Here are some random thoughts in no particular order. They're generally based upon things I read and wanted to clarify.

  1. It doesn't appear that there's hard evidence in the "NotW bugged 9/11 victims" scandal. That is to say, one newspaper, the Daily Mirror, apparently is the source for the allegations, but other newspapers haven't dug up anything to corroborate the allegation.
  2. Even if she's entirely innocent, legally, I don't see how the person who was editor during the start of the NotW hacking campaign, and who headed the UK newspaper division of Murdoch's empire, could possibly have seen it as reasonable to not quit for as long as she did. Most executives would, at the very least, accept they had responsibility for the atmosphere that caused such acts to be committed, even if they, themselves, didn't know the specifics.
  3. Despite claims to the contrary, there is no threat to Fox News from this scandal. The FCC might require that the Murdoch Empire divest itself of its broadcast stations and, possibly, its broadcast network, but the FCC doesn't really have the same kind of jurisdiction on cable channels, movie studios, newspapers, or any other aspect of Murdoch's corporation. Moreover, the Fox Network is essentially apolitical, it carries very little centralized Murdochian news or comment, with the exception of Fox News Sunday.
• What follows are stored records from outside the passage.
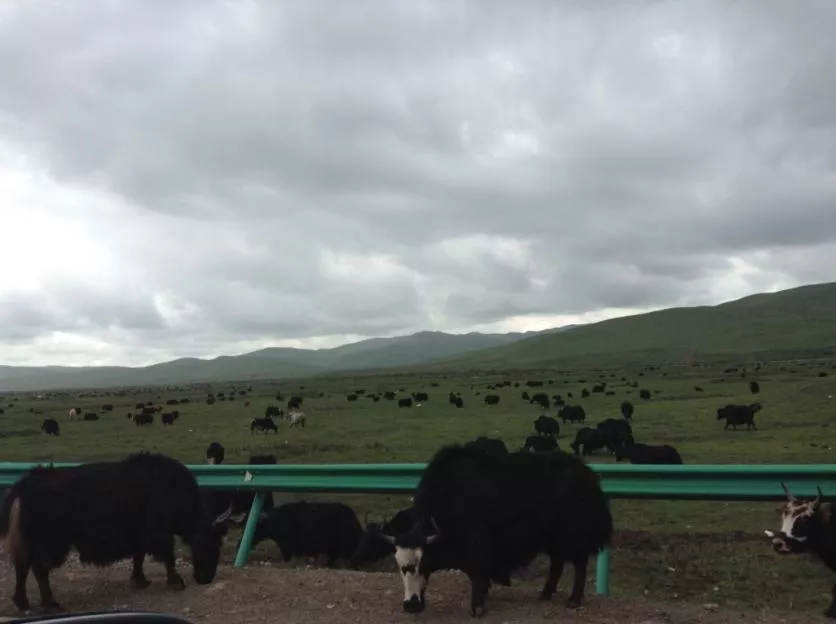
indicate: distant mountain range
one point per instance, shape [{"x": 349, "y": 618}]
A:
[
  {"x": 794, "y": 323},
  {"x": 270, "y": 363}
]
  4. Despite the regulatory differences between the UK and US, and "something must be done" atmosphere in parliament, it's not entirely clear anyone in power can actually force a Murdoch exit from the UK media, with the exception of BSkyB, which has a similar legal status to Fox Network in the US.
  5. BSkyB is a satellite network that includes a variety of different channels. Regulatory differences between the UK and US, and the lesser influence of Murdoch within the organization, means that those channels contain very little political commentary, and are largely entertainment oriented. 
  6. The rumors are focusing on Murdoch exiting the UK newspaper market.
  7. It is unclear to be how Murdoch would benefit by divesting himself of his UK newspapers.
  8. Murdoch uses his UK newspapers the same way as he uses Fox News in the US, propagating a kind of right wing populist rhetoric to make money and buy influence.
  9. Murdoch controls over 40% of the voting shares in News Corporation, despite only owning a much smaller fraction of the company itself. It is very, very, unlikely he'll be pushed out by investors. They'd have to be pretty much unanimous that he has to go. 
  10. One of the two major parties in the US benefits immensely from Rupert Murdoch.
Conclusions? I'm not sure there are any yet. Murdoch's been dealt a bloody nose in the UK, and it's possible that regulators there will severely cripple his influence in that country if given the power to do so. But...
  • I don't think Murdoch is going close/get rid of Fox News or The Sun
  • I think there's sufficient plausible deniability for Murdoch to be able to shift the perceived blame on his subordinates, particularly Brookes.
  • I think Murdoch may be forced out of BSkyB.
  • If any effort is made to push Murdoch out of his UK newspaper holdings, I think the UK press will be concerned because of the precedent this sets, and as such I think such a move wouldn't go anywhere.
  • I don't think any serious effort will be made to counter Murdoch's influence in the US.
That said, I wouldn't put money on any outcome right now.